In September, Mr. Corbett formed the Pennsylvania Military Community Protection Commission to advocate for military installations in the state. And since the Air Force announced a renewed effort last February to close the 911th, he has sent Maj. Gen. Wesley Craig, the state's adjutant general and commander of its National Guard, to Washington, D.C., to lobby federal officials against the move.
The 911th employs about 1,900 personnel, including reservists, trainees and civilians who operate and maintain seven C-130 transport planes. Closing it would also affect duties for the Air National Guard's adjacent 171st Air Refueling Wing.
The Air Force announced plans to close the 911th last year as part of plans to save $354 million by 2018, although Defense Secretary Leon Panetta delayed the move during the summer after Congress did not appropriate enough money to implement the plans.
Mr. Corbett, like other 911th supporters, today is expected to praise the low-cost assistance the Moon facility provides to Air Force operations and its economic importance to the Pittsburgh International Airport corridor.
The governor's commission was named in September "to examine and advocate for Pennsylvania's military installations and the important role they play in our local economy and national security. The 911th is a prime example of an important military installation," spokeswoman Janet Kelley said.
"The governor wants Washington to know he disagrees with the proposed plan to eliminate the 911th Airlift Wing, which has maintained a stellar record of performance, efficiency and effectiveness," she continued.
U.S. Rep. Tim Murphy, R-Upper St. Clair, sought to include an amendment saving the 911th in the 2013 federal defense spending bill, but it was left out when the $641 billion measure was approved last week.
Through other efforts, congressional leaders got the Defense Department to agree to hold onto 32 more aircraft than originally proposed. Whether that number includes the C-130s in Moon or the C-27J transport aircraft elsewhere is up to the Air Force.
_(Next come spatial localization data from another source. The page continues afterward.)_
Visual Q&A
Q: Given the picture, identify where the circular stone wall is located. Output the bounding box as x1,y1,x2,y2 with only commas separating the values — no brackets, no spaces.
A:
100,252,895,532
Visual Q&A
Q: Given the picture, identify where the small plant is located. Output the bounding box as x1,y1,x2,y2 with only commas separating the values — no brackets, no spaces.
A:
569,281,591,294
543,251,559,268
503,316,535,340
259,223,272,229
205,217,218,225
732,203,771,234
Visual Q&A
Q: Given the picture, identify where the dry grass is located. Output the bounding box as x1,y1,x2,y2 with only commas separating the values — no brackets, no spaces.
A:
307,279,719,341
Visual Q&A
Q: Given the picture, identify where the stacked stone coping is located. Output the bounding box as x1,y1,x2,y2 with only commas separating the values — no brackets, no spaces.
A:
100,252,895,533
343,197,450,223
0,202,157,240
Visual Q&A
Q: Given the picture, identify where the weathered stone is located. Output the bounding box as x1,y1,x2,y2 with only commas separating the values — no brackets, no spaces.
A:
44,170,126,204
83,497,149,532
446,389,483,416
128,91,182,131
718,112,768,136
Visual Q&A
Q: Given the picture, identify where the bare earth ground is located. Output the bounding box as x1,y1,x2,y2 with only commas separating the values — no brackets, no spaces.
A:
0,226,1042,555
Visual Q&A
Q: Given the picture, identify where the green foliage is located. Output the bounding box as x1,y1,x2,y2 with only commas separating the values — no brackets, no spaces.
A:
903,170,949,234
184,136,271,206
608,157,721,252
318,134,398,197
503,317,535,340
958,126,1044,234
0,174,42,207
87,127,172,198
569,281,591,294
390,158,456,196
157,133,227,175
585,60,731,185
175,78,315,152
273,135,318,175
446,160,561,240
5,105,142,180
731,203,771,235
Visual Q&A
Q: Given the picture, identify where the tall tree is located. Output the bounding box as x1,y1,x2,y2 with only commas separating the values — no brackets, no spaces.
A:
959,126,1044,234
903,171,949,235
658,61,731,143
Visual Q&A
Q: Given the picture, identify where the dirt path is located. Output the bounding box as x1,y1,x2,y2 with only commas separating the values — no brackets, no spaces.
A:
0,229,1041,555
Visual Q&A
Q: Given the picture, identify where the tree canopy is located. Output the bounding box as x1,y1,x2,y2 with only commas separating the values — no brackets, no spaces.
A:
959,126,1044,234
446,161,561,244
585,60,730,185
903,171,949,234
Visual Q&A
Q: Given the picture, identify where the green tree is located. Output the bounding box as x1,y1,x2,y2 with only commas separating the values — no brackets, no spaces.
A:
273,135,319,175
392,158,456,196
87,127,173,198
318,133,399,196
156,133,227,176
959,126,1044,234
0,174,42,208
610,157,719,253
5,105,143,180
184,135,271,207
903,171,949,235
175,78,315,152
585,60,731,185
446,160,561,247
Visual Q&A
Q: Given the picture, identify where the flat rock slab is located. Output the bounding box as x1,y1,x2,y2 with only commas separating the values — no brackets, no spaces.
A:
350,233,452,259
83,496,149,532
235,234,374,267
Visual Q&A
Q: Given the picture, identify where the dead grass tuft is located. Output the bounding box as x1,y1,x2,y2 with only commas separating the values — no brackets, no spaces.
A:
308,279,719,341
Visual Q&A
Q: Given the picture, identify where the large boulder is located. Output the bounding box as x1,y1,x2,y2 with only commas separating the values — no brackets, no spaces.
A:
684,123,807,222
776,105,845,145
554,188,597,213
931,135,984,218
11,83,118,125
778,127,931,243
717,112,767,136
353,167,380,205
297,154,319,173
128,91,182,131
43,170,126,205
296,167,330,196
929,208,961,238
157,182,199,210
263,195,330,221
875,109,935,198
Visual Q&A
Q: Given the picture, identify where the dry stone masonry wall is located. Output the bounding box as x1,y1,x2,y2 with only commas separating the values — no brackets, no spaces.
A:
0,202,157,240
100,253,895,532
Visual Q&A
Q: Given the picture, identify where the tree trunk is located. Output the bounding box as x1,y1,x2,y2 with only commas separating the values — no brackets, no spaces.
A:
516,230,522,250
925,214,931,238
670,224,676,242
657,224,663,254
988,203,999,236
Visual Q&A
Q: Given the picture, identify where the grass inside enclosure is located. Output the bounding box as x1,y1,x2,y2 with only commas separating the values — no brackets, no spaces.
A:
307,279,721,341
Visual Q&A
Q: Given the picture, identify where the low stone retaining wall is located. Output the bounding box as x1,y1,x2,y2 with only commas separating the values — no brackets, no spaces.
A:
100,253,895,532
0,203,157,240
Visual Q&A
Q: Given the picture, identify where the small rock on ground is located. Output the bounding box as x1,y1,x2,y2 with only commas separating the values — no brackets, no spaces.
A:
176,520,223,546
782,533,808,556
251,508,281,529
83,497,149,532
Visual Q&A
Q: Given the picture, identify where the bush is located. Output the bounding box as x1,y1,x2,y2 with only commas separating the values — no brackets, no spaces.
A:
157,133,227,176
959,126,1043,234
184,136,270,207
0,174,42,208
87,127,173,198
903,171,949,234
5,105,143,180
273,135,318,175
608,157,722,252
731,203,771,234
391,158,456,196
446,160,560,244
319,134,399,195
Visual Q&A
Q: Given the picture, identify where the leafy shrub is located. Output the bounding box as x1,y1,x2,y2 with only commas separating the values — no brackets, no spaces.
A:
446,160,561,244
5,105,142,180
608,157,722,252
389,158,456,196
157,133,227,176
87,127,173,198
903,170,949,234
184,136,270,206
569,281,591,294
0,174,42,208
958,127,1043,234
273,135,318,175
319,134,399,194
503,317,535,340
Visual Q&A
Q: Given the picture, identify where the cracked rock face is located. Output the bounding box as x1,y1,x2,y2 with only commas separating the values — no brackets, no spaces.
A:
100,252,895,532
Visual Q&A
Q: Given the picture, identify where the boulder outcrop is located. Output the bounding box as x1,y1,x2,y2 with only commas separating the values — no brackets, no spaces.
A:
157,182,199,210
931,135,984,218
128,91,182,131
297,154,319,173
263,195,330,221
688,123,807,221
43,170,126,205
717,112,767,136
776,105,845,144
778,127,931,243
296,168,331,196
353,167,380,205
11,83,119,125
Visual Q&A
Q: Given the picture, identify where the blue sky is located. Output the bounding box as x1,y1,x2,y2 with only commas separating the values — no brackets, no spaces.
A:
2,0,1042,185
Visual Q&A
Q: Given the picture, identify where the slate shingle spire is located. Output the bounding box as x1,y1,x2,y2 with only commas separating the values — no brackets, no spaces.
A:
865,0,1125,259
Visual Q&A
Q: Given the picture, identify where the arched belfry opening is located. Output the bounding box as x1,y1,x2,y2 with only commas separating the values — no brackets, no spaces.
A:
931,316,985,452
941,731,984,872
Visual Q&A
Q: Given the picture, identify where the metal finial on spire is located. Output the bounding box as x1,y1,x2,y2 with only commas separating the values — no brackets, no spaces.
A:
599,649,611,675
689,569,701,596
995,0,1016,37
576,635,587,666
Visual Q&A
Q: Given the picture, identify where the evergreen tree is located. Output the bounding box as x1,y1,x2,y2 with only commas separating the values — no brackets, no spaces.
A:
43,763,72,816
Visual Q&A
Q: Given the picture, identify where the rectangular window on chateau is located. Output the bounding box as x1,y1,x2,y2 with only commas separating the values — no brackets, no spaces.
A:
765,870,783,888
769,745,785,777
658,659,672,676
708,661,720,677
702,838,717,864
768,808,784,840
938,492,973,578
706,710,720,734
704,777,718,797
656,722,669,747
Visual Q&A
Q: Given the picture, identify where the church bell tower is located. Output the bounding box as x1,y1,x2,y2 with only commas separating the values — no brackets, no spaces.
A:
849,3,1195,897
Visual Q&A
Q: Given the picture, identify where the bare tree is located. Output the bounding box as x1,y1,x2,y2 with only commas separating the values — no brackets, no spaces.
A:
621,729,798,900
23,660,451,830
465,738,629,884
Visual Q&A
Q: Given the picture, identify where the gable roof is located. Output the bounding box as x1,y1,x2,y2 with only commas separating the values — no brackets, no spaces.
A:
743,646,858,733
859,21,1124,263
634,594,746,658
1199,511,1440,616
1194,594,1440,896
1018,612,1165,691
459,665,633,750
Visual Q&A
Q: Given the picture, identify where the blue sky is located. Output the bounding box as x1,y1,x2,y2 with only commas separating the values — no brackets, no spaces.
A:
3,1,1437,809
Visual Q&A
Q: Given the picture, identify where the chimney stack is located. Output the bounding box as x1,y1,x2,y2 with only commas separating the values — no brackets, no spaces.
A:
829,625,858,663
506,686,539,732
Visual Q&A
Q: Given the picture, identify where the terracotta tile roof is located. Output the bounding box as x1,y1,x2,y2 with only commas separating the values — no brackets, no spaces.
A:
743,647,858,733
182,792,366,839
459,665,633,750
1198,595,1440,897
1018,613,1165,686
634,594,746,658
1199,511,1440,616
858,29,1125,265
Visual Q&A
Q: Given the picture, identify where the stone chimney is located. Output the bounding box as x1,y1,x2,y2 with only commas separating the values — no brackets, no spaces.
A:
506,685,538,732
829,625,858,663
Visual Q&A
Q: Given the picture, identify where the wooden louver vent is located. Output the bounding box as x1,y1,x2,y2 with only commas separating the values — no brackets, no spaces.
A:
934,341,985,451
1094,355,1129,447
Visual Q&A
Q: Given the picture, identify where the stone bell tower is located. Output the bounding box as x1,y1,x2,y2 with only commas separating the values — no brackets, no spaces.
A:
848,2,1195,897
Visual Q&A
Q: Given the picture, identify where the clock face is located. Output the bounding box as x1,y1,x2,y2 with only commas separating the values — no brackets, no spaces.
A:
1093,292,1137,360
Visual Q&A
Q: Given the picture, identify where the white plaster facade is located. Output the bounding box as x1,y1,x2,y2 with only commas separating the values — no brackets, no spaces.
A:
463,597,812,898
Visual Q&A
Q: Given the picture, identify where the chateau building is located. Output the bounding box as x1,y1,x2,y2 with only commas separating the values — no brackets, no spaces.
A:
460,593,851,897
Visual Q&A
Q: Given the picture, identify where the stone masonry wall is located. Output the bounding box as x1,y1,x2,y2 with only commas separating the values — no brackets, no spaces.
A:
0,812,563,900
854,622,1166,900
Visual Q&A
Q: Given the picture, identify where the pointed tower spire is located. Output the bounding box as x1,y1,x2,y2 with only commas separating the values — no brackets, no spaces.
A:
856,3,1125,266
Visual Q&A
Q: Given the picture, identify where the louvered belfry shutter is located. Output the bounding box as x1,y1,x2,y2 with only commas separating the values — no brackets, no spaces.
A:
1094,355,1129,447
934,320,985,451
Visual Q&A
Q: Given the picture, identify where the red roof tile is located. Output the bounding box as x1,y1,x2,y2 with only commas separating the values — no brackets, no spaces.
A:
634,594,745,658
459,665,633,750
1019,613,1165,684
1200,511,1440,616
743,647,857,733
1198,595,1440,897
"I believe the Air Force has the data proving the 911th to be one of the most cost-effective bases in the country, so my efforts will not stop because I know if the Air Force looks at its own data, they will come to the same conclusion Armed Services Committee Chairman Buck McKeon did: Pittsburgh deserves an airlift mission," Mr. Murphy stated.
On Wednesday, U.S. Sens. Bob Casey, D-Pa., and Pat Toomey, R-Pa., jointly issued a bipartisan letter to Mr. Panetta asking him to keep C-130s at the Moon facility and to hold off on closures until a study Congress mandated on their cost-effectiveness can be completed, probably in early 2014.
"In the absence of any thorough analysis, which the Air Force has yet to provide, we are concerned it would be a waste of taxpayer dollars to close this installation. We strongly believe that no action to close or downsize the unit should be undertaken until the National Commission on the Structure of the Air Force has completed its work and Congress has been provided the analysis needed to assess the wisdom of any such action," they wrote.